Large regional banks could become the country’s next too big to fail firms, acting Comptroller Michael Hsu said, and the agency is looking at ways of incorporating resolvability into its bank merger review process.
Bank merger policy has become a hot-button financial regulation issue after it sparked the power struggle on the board of the Federal Deposit Insurance Corp. late last year. While Hsu has supported moving forward on bank merger issues in his capacity on the FDIC board, he’s been more quiet than fellow Democrats Martin Gruenberg, who now leads the FDIC, and Rohit Chopra, director of the Consumer Financial Protection Bureau. The OCC plays a critical role in overseeing mergers among larger banks.
Hsu’s remarks, given at the Wharton Financial Regulation Conference on Friday, outline his concerns on bank mergers largely in the context of what he says could be a threat to financial stability. His comments signal a tougher time for banks going through the merger review process, said Bao Nguyen, a partner at Skadden's Financial Institutions Regulation and Enforcement Group.
“Larger transactions involving regional banks are going to be more costly for organizations both as a transaction cost matter and on an ongoing basis,” he said.
The four largest non-systemically important banks have consolidated assets more than $500 billion, Hsu noted.
“If one were to fail, how would it be resolved?” Hsu said.
Currently, the solution would be for regulators to sell that bank to one of the country's global systemically important banks, or GSIBs, making that bank even larger and more systemically important. That might work to a certain extent, Hsu said, in that markets would continue to chug along and a bank run would be avoided.
“But from a broader financial stability perspective, a GSIB would be forced through a shotgun marriage to be made significantly more systemic, with minimal due diligence and limited identification of integration challenges, which for firms of this size are significant,” he said. “In addition, with the resulting increase in the concentration of banking — of making one of the biggest firms even bigger and more systemic — trust in the resolution process and in the government’s ability to proactively manage such situations would likely erode, just as it did over the course of 2007 when a series of such shotgun marriages were carried out.”
Reforming bank merger policy could be a way to address these issues, Hsu said. While the OCC would need the cooperation of the FDIC and Federal Reserve to enact changes “on a permanent basis,” there are moves the agency could make in the short term, he said.
But trying to regulate systemic risk by addressing mergers is a double-edged sword: Being too restrictive could make banks less competitive and being too lenient could concentrate risk in a few institutions. Hsu suggested the solution isn’t to stop them entirely, he said, because more GSIBs means more large banks competing with each other. He said the goal should be that new large banks should demonstrate their resolvability as part of the merger process.

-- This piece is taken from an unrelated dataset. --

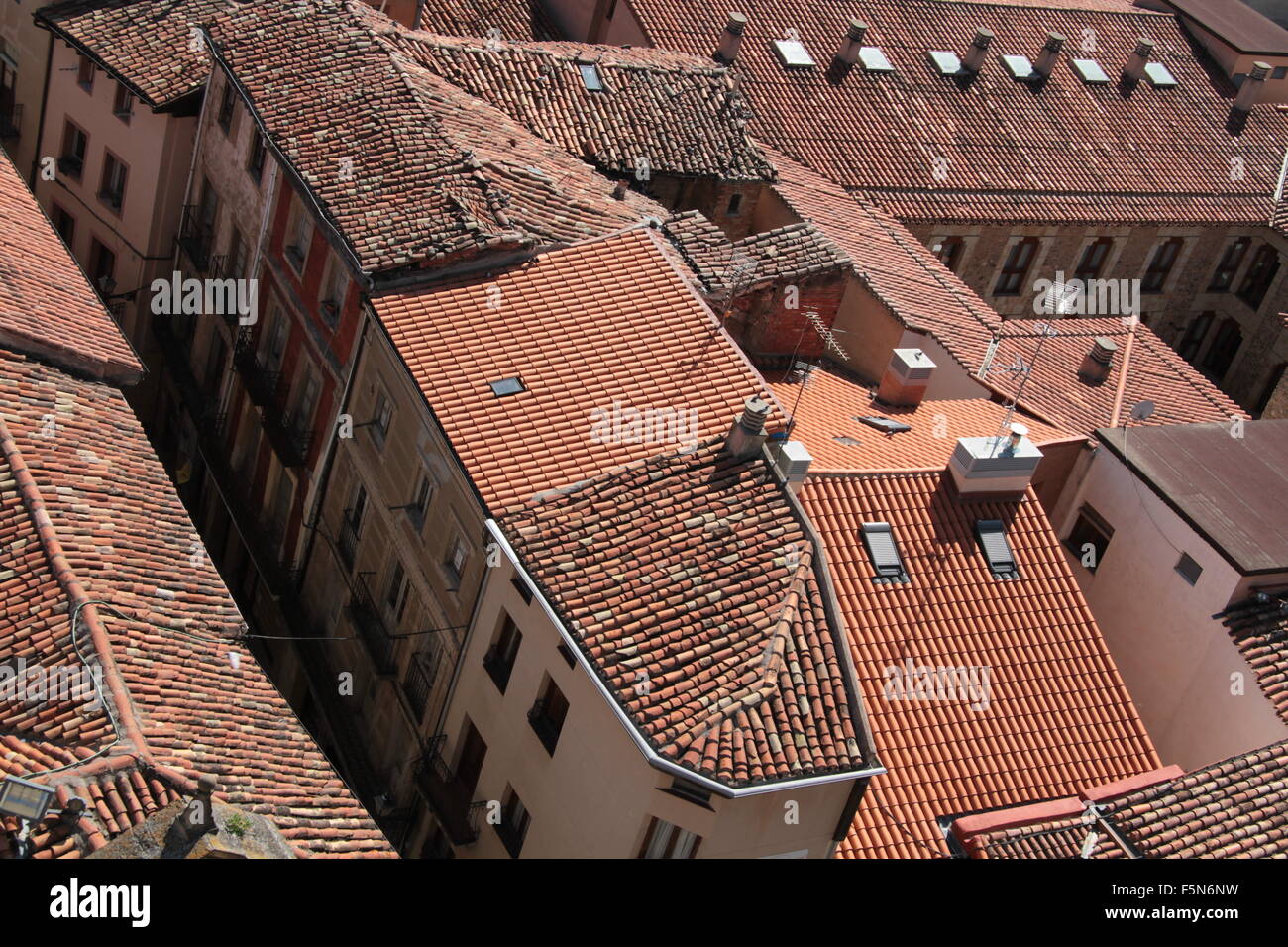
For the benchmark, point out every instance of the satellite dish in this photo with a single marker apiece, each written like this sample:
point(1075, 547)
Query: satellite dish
point(1142, 410)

“Prohibiting such mergers could shield the GSIBs from competition, potentially helping to solidify their dominance in various markets,” Hsu said.
The OCC is considering hinging approval for large bank mergers on requirements that the merged bank is more easily resolvable, and that it holds a minimum amount of long-term debt as a buffer, Hsu said, as a potential remedy to this problem.
To avoid a Lehman-like chaotic situation in the event of a wind-down, banks would have to show they have a “single point of entry” strategy. In this approach, only one parent holding company is supposed to file for bankruptcy rather than forcing each of the holding company's component parts to declare bankruptcy individually.
The merged firm would also have to hold a minimum amount of debt that could be converted to equity in a crisis, Hsu said, in a total loss-absorbing capital, or TLAC requirement. This would make private inventors absorb a failing firm’s losses, instead of that firm needing a bailout.
Another part of this approach would be to ensure that merged firms could identify lines of business or portfolios that could be sold quickly, “ideally over a weekend.”
“In other words, the firm must be able to be broken up,” Hsu said. “In most large financial groups, this is not a given. Business lines or portfolios that seem naturally separable are often structured and operated in ways that make it quite difficult to sell them quickly for value.”